I looked good in the mirror, but I also knew that the girl in that dress wouldn't be seen in public without makeup. It made me wish Annette/Benjamin was there in my place, even if there were no way he'd get through the airport. Or at least there to help, but then folks would think he was my boyfriend, and we apparently aren't doing that.

Fortunately, there are demonstration videos for this sort of thing on YouTube, and Hong Kong isn't completely behind the Great Firewall of China yet. It went slowly, and I'll have to learn to do it myself eventually, but then all that was the shoes.

Fuck high heels.

They were the only thing in Yuan-Wei's closet that went with the dress (in that they were both red), so I crammed my feet into them and started pacing the length of the room. Pro tip: Don't pay too much attention to your ass swaying the first time you walk in three-plus inch heels or you'll fall on it.  Ex-guys should probably pay some attention because literally putting one foot in front of the other is not natural for us and you look like a total goon otherwise, but it's a tough balance to find in the half hour before you're told guests are arriving and realize, oh fuck, I've got to go down stairs in these fucking things.

Since I'm typing this, I didn't break my neck, and I wound up mostly enjoying the party.  I was never a party person before, but they are a lot more fun when people are constantly coming up to you, telling you that you look amazing, saying they're so jealous of you getting to go to college abroad, with the guys trying to figure out if you're single and the girls asking about the clothes.

After a while, I could tell which ones were probably Yuan-wei's closer friends, because they had specific questions about "Benny", classes, and other stuff, because they'd kept in touch via messaging and Weibo and the like.  I said things had gotten complicated with Benny because of his ex, which was kind of true, and that I was still in the film and theater program at BU, which was true enough from the schedule of classes in my new bu.edu mailbox.  A lot of them wanted to hear me speak English, and were amazed at my accent.  No way to tell them I was cheating there, or any way to ask how my Cantonese sounded.  I mean, it's got to sound weird, and it makes me wonder if this family is so rich/powerful that nobody's going to say so for fear of upsetting us.

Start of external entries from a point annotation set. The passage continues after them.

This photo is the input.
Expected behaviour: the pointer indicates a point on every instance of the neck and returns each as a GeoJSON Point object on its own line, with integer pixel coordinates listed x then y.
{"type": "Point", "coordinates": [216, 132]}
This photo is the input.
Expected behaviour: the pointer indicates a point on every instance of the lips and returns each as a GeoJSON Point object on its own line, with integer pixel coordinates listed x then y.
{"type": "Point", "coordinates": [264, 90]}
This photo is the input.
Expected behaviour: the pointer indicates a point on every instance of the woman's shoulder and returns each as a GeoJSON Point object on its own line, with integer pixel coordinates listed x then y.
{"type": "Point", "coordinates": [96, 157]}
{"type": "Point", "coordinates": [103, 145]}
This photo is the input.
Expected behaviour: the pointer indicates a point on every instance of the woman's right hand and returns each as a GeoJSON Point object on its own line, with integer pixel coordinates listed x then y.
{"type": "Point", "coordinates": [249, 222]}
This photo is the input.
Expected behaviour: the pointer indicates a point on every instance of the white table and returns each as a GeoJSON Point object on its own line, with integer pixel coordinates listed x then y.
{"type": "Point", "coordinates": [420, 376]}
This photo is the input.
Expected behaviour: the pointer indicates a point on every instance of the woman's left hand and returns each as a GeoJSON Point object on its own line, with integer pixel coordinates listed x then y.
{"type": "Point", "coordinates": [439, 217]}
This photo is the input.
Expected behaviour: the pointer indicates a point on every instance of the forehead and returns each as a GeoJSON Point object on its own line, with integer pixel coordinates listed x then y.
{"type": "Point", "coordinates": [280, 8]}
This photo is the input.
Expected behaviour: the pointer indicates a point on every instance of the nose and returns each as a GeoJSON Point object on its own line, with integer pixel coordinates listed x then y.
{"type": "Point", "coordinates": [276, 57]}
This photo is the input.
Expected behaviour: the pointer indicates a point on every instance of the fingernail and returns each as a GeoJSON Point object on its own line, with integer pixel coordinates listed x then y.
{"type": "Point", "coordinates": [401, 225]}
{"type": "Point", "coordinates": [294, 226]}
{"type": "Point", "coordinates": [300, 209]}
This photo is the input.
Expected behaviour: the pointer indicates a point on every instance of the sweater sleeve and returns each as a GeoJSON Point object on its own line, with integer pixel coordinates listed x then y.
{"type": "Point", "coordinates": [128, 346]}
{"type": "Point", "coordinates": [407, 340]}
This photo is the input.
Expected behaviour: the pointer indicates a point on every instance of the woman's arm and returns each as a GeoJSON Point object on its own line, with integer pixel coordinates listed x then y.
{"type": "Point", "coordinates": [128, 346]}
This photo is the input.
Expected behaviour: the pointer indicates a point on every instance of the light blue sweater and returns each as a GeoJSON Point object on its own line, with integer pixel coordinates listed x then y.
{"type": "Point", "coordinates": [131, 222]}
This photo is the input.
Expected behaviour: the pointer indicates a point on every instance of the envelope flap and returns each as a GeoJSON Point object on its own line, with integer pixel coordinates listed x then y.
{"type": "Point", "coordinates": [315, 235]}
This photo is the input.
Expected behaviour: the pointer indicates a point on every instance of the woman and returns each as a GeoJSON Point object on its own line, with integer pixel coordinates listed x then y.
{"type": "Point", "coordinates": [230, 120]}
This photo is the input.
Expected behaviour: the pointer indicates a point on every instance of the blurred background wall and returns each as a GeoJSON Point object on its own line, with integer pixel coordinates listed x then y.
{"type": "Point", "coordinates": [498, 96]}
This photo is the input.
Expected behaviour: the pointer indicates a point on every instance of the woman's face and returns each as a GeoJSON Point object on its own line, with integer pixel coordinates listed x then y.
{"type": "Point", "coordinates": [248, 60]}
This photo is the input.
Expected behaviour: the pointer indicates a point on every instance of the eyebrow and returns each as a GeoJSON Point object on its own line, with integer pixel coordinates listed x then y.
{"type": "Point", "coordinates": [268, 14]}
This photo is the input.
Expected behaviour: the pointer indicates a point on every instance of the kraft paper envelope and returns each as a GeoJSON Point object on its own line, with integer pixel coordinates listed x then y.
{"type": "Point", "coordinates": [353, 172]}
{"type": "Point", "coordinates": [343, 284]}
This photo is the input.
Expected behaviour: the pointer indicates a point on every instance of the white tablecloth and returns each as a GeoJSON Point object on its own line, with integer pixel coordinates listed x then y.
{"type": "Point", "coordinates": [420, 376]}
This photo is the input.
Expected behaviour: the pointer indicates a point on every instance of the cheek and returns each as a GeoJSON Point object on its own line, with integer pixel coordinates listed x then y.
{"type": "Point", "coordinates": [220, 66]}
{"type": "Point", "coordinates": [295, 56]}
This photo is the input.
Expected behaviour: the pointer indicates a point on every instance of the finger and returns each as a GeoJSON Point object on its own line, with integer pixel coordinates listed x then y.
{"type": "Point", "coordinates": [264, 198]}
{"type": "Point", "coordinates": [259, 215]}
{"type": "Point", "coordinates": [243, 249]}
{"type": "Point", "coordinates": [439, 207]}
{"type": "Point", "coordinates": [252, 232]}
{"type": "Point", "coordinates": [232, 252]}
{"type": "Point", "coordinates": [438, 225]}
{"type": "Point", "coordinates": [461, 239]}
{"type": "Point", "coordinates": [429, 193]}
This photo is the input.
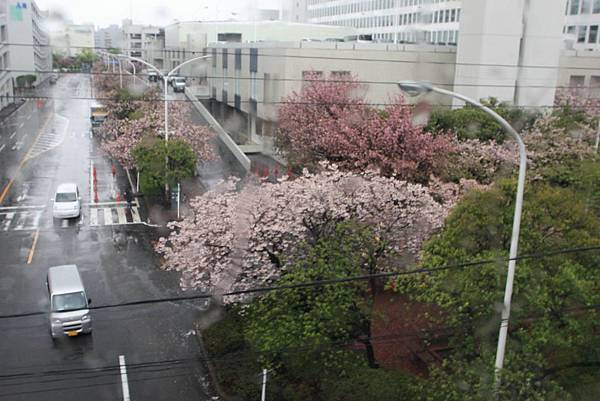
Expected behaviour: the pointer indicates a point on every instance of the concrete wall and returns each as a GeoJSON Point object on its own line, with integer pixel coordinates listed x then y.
{"type": "Point", "coordinates": [24, 26]}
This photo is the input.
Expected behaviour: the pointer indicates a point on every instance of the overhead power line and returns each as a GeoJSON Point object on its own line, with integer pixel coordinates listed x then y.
{"type": "Point", "coordinates": [317, 283]}
{"type": "Point", "coordinates": [277, 53]}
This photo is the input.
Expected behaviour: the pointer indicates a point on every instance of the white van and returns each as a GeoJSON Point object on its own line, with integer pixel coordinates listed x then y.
{"type": "Point", "coordinates": [69, 313]}
{"type": "Point", "coordinates": [67, 202]}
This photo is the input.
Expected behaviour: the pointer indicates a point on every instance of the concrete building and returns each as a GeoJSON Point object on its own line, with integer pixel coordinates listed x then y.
{"type": "Point", "coordinates": [294, 10]}
{"type": "Point", "coordinates": [6, 82]}
{"type": "Point", "coordinates": [71, 40]}
{"type": "Point", "coordinates": [138, 40]}
{"type": "Point", "coordinates": [108, 38]}
{"type": "Point", "coordinates": [395, 21]}
{"type": "Point", "coordinates": [25, 49]}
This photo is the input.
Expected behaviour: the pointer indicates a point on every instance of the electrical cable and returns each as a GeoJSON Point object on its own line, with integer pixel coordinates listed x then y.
{"type": "Point", "coordinates": [317, 283]}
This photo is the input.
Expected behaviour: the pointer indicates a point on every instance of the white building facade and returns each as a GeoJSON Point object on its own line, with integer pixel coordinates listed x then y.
{"type": "Point", "coordinates": [72, 40]}
{"type": "Point", "coordinates": [108, 38]}
{"type": "Point", "coordinates": [24, 46]}
{"type": "Point", "coordinates": [395, 21]}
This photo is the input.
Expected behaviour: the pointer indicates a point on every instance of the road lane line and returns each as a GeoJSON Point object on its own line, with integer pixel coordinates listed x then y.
{"type": "Point", "coordinates": [135, 215]}
{"type": "Point", "coordinates": [32, 250]}
{"type": "Point", "coordinates": [93, 217]}
{"type": "Point", "coordinates": [107, 216]}
{"type": "Point", "coordinates": [121, 215]}
{"type": "Point", "coordinates": [8, 220]}
{"type": "Point", "coordinates": [124, 381]}
{"type": "Point", "coordinates": [10, 182]}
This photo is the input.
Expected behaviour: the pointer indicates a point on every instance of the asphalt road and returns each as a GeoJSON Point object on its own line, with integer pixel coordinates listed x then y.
{"type": "Point", "coordinates": [42, 145]}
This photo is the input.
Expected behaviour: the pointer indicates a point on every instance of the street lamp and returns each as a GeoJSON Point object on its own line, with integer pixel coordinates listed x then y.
{"type": "Point", "coordinates": [415, 88]}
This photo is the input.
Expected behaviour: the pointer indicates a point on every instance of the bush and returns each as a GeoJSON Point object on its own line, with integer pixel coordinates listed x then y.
{"type": "Point", "coordinates": [470, 122]}
{"type": "Point", "coordinates": [150, 155]}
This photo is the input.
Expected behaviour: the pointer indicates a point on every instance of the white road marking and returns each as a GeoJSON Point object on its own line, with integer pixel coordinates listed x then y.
{"type": "Point", "coordinates": [23, 207]}
{"type": "Point", "coordinates": [136, 215]}
{"type": "Point", "coordinates": [121, 216]}
{"type": "Point", "coordinates": [7, 221]}
{"type": "Point", "coordinates": [21, 221]}
{"type": "Point", "coordinates": [124, 381]}
{"type": "Point", "coordinates": [93, 217]}
{"type": "Point", "coordinates": [107, 216]}
{"type": "Point", "coordinates": [92, 181]}
{"type": "Point", "coordinates": [36, 218]}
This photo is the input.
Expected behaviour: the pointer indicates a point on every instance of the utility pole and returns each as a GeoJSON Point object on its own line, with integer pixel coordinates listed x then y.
{"type": "Point", "coordinates": [264, 392]}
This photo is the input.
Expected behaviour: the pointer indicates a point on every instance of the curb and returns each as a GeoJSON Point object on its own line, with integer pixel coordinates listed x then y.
{"type": "Point", "coordinates": [211, 369]}
{"type": "Point", "coordinates": [13, 112]}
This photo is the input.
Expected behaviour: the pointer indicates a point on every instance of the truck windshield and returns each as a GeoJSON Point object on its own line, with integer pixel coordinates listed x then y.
{"type": "Point", "coordinates": [69, 302]}
{"type": "Point", "coordinates": [66, 197]}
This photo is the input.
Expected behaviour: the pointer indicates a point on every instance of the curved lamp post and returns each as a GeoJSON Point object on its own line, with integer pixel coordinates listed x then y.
{"type": "Point", "coordinates": [415, 88]}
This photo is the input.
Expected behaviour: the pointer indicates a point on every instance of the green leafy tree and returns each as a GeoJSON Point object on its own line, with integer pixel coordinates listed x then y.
{"type": "Point", "coordinates": [150, 156]}
{"type": "Point", "coordinates": [552, 340]}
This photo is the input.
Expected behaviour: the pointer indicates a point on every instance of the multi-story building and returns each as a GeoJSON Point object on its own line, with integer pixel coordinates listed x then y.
{"type": "Point", "coordinates": [395, 21]}
{"type": "Point", "coordinates": [108, 38]}
{"type": "Point", "coordinates": [25, 46]}
{"type": "Point", "coordinates": [512, 53]}
{"type": "Point", "coordinates": [138, 40]}
{"type": "Point", "coordinates": [72, 40]}
{"type": "Point", "coordinates": [6, 82]}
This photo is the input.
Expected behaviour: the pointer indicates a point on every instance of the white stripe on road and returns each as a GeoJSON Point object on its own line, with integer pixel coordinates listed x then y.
{"type": "Point", "coordinates": [121, 215]}
{"type": "Point", "coordinates": [124, 381]}
{"type": "Point", "coordinates": [92, 181]}
{"type": "Point", "coordinates": [22, 207]}
{"type": "Point", "coordinates": [108, 217]}
{"type": "Point", "coordinates": [7, 221]}
{"type": "Point", "coordinates": [136, 215]}
{"type": "Point", "coordinates": [93, 217]}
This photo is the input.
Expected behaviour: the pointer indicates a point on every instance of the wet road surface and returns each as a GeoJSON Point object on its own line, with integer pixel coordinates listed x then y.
{"type": "Point", "coordinates": [42, 145]}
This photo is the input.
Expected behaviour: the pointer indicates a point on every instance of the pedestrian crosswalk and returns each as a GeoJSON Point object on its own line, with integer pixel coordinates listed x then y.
{"type": "Point", "coordinates": [31, 219]}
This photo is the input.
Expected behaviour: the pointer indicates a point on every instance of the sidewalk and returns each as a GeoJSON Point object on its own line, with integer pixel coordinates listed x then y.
{"type": "Point", "coordinates": [10, 109]}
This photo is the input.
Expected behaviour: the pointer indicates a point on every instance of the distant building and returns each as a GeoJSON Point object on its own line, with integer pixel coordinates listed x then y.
{"type": "Point", "coordinates": [72, 40]}
{"type": "Point", "coordinates": [294, 10]}
{"type": "Point", "coordinates": [24, 47]}
{"type": "Point", "coordinates": [108, 38]}
{"type": "Point", "coordinates": [137, 40]}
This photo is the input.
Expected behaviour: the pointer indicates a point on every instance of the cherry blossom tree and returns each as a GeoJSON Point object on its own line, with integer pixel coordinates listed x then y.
{"type": "Point", "coordinates": [330, 120]}
{"type": "Point", "coordinates": [240, 239]}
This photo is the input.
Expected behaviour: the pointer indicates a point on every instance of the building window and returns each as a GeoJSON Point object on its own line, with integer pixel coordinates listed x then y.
{"type": "Point", "coordinates": [586, 6]}
{"type": "Point", "coordinates": [581, 33]}
{"type": "Point", "coordinates": [574, 7]}
{"type": "Point", "coordinates": [593, 37]}
{"type": "Point", "coordinates": [576, 81]}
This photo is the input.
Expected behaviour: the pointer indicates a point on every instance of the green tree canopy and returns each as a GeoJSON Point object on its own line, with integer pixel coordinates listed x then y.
{"type": "Point", "coordinates": [552, 340]}
{"type": "Point", "coordinates": [150, 156]}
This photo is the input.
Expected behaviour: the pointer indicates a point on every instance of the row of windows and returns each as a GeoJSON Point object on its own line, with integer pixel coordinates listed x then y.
{"type": "Point", "coordinates": [575, 7]}
{"type": "Point", "coordinates": [438, 17]}
{"type": "Point", "coordinates": [584, 33]}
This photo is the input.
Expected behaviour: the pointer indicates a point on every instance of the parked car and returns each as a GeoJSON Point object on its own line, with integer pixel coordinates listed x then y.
{"type": "Point", "coordinates": [67, 202]}
{"type": "Point", "coordinates": [178, 84]}
{"type": "Point", "coordinates": [69, 304]}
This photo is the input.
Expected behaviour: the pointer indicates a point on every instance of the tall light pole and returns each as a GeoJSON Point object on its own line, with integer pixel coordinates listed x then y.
{"type": "Point", "coordinates": [415, 88]}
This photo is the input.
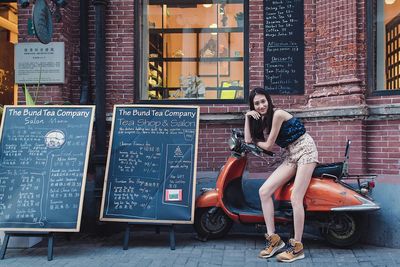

I'm glad it was a big party, even if some of the folks there were clearly seeing this as an opportunity to suck up to Chen-ai.  I got to meet a lot of people who were a part of my new life in some capacity, but didn't have to get too in-depth with any of them.

And the cake...  My god, that was the best chocolate cake I have ever had in my life.  I am going to hate not having that sort of thing more often, but having seen this body naked, I don't want to fuck it up.

Anyway, it went pretty late into the night and I didn't feel like leaving, which is kind of a first for me.  It feels really weird to say this early on, but I think being Yuan-wei is going to be fun.  I don't really want to say I've traded up, and I know that the whole Trading Post Inn deal is intrinsically horrifying, but the perks are pretty damn great.